Cryptocurrencies have been embraced in Turkey and other nations where confidence in the national currency has been shaken because of high inflation, government policies and relentless depreciation.
Looking for volatility
Still, the increase in trading volume may be due to exchange-rate volatility and traders selling pounds and euros to build a crypto stash, according to trader and analyst Alex Kruger.
Those who bought bitcoin may not be planning to hold it for the long term. When facing a fiat currency slide, investors often snap up cryptocurrencies to move money overseas and buy dollarized assets while bypassing the traditional banking channel.
The measure of expected price turbulence, or implied volatility, in major currencies, including the pound, recently climbed above similar measures for developing-nation currencies, Bloomberg reported.

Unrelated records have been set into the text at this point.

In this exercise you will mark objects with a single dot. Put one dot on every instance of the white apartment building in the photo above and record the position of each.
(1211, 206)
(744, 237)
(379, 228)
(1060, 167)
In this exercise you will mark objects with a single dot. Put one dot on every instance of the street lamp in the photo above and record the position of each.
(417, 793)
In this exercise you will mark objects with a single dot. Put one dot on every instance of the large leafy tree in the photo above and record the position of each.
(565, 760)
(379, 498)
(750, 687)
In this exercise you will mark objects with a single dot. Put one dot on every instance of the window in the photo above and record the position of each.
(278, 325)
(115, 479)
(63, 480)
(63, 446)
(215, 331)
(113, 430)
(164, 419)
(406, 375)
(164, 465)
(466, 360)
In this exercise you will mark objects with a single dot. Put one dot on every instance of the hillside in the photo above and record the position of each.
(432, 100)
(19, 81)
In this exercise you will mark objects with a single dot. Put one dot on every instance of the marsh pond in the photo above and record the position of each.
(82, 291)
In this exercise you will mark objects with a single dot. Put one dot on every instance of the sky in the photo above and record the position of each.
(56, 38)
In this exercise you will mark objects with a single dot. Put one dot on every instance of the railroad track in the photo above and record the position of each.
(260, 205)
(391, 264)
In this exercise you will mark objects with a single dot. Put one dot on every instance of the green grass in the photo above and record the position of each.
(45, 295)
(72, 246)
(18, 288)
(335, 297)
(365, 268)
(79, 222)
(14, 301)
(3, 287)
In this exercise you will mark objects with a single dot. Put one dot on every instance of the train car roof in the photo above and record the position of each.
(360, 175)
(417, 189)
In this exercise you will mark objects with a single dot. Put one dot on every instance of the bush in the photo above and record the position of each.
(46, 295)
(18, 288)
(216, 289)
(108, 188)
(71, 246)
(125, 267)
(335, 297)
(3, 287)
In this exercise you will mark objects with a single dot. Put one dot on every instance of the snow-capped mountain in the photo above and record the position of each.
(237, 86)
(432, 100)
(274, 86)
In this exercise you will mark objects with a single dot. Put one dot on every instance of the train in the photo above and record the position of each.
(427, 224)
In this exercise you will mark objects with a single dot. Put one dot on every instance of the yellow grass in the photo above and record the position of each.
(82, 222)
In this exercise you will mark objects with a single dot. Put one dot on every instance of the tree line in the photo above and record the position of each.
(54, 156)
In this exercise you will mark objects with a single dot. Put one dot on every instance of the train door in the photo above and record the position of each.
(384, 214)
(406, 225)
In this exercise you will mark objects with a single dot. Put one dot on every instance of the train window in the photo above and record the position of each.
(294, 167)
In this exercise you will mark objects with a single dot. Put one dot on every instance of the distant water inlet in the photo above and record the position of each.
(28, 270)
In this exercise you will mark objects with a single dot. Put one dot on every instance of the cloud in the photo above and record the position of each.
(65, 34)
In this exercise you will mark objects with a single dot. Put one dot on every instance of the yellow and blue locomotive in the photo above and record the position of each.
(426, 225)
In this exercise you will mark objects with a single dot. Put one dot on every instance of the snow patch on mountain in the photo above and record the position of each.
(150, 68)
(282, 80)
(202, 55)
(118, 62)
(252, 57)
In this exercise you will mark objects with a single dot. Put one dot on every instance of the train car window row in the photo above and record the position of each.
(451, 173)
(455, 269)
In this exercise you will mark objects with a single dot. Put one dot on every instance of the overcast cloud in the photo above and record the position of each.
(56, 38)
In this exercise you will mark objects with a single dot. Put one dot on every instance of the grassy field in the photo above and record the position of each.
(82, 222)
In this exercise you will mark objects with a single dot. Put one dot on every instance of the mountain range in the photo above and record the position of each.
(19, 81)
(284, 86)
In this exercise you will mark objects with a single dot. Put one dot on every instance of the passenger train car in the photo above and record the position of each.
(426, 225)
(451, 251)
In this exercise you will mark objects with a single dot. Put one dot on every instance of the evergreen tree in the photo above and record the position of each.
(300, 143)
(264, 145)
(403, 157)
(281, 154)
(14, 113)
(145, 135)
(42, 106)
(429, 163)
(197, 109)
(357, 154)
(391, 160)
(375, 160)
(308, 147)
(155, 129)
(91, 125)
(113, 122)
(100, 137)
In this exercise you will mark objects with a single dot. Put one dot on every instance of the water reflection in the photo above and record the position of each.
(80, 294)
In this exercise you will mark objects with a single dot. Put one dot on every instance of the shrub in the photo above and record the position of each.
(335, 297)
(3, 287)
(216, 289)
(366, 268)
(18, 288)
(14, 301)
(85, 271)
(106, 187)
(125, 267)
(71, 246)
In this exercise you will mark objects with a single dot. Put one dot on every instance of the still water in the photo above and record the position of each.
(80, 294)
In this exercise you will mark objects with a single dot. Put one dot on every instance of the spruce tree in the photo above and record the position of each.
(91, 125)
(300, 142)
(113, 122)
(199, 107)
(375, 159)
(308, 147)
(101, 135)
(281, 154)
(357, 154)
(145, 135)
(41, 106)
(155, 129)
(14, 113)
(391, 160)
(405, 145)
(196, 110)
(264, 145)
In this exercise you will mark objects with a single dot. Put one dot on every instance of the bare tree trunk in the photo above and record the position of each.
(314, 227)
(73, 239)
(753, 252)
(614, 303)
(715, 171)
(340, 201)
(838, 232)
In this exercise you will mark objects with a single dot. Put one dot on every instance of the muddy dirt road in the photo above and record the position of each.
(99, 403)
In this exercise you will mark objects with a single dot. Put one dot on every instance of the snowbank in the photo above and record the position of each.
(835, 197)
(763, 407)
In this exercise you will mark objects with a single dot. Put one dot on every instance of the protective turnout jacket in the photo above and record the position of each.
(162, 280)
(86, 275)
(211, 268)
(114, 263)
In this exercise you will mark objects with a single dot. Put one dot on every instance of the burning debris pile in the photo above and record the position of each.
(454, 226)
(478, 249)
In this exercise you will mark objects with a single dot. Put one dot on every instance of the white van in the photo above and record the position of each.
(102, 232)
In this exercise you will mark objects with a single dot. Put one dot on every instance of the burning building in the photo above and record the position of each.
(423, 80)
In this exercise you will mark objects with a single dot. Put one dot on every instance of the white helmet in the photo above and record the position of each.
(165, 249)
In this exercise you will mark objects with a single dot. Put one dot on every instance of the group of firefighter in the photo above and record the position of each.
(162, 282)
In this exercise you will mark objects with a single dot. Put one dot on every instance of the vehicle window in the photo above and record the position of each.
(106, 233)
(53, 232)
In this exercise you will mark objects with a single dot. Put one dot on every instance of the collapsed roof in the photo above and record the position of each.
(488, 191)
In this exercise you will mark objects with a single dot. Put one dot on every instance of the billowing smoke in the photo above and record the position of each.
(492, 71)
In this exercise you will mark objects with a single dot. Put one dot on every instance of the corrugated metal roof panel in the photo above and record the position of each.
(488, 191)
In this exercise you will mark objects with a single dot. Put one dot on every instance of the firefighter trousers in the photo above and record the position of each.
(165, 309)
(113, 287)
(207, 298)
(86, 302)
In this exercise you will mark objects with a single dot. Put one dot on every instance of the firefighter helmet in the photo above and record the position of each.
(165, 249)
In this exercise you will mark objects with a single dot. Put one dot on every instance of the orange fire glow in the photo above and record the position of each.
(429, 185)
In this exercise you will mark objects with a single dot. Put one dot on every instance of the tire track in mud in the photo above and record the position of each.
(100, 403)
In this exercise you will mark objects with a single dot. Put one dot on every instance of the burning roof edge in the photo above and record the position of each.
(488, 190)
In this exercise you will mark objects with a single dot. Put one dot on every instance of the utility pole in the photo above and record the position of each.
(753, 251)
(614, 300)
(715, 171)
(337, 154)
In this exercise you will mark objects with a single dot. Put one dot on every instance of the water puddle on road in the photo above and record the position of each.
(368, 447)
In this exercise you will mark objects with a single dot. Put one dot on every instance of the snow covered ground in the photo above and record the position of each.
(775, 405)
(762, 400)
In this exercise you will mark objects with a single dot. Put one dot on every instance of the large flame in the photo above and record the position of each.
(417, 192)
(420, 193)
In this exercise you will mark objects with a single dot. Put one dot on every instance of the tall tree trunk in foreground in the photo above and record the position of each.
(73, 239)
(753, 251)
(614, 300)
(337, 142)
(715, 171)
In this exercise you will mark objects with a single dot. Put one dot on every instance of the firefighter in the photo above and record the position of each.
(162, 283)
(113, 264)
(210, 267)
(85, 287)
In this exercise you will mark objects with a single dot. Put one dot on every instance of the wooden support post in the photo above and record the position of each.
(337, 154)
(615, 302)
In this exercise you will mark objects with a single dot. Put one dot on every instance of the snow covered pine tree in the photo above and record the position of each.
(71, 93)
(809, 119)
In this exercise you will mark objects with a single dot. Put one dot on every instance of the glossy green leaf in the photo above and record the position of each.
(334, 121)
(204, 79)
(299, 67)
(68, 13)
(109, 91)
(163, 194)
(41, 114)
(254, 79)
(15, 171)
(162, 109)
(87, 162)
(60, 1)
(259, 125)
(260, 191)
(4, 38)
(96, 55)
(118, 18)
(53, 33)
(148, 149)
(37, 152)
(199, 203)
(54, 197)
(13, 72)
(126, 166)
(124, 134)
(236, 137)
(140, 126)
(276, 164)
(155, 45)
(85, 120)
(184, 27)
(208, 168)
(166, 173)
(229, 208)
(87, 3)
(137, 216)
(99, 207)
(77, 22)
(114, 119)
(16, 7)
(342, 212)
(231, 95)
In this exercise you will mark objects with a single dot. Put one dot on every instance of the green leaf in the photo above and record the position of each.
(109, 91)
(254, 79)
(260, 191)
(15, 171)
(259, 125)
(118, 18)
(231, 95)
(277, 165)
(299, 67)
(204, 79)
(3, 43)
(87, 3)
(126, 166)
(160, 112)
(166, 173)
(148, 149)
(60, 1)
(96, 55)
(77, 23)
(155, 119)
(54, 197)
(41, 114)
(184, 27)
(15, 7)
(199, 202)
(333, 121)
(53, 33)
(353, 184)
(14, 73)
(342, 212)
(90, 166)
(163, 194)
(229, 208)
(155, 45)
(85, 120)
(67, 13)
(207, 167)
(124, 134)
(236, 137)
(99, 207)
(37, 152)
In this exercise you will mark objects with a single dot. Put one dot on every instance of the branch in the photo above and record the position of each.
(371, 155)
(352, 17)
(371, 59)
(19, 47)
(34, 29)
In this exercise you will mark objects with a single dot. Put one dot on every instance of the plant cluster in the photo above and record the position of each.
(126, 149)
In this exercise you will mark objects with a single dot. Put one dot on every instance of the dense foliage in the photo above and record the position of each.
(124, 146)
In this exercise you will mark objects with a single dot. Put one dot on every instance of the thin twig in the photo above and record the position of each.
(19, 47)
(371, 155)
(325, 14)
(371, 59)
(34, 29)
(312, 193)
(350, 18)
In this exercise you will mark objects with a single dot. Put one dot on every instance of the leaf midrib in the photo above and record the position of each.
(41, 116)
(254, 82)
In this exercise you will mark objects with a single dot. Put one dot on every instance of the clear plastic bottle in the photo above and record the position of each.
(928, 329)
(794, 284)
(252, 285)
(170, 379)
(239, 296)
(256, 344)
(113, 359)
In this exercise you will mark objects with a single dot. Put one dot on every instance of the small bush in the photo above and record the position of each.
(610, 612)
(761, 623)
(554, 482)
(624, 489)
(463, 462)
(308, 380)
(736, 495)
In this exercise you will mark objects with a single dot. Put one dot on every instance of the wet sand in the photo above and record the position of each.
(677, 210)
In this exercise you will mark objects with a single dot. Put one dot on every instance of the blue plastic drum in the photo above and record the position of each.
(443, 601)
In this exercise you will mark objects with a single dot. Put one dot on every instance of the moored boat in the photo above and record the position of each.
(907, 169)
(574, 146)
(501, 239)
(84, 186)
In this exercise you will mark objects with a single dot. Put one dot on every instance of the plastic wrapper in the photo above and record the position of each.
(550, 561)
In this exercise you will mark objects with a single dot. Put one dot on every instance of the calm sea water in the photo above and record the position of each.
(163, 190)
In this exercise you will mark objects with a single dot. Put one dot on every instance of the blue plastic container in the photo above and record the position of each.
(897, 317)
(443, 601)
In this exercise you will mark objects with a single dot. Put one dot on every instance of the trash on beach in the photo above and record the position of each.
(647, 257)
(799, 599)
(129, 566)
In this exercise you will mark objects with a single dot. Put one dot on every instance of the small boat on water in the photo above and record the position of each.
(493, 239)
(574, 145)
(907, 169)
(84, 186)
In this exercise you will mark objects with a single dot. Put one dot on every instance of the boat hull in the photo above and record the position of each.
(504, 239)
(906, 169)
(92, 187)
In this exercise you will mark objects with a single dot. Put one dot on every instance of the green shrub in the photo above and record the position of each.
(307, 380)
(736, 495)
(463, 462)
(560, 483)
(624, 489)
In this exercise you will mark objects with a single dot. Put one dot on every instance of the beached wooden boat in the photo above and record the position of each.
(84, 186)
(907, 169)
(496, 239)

More volatility often leads to higher volumes in any market as seasoned traders buy and sell large quantities to capture profits. So the increase in the BTC/GBP volume may have stemmed from speculators rather than from investors looking to snap up BTC as an inflation hedge.
It's also possible traders have been scurrying to take advantage of the arbitrage opportunity offered by the pound's volatility. Arbitrage refers to simultaneously buying and selling the same asset in different markets to profit from tiny differences in the asset's listed price.
"We noticed BTC vs GBP is dislocating from BTC vs. other fiat currencies, which means it is most likely a simple arbitrage trade," Clara Medalie, research director at crypto data provider Kaiko, said. "The uptick in BTC/GBP volume does not necessarily mean traders are diversifying into bitcoin."
While volumes in BTC/GBP have increased, the overall activity still remains low compared with the broader market.
"The pure BTC/GBP cross (at least on Binance, which should be the leading benchmark with their volumes) trades only $95 million. That's tiny compared to the $9.5bn that Binance executes in BTC/USDT cross," Markus Thielen, chief investment officer at British Virgin Islands-based IDEG Asset Management, said. Binance is the world's largest crypto exchange.
"If volumes are really driven by U.K.-based people, then the BTC/GBP cross on Binance should trade a lot more. We have seen this BTC/RUB had elevated levels of volumes initially during the Ukraine conflict," he said.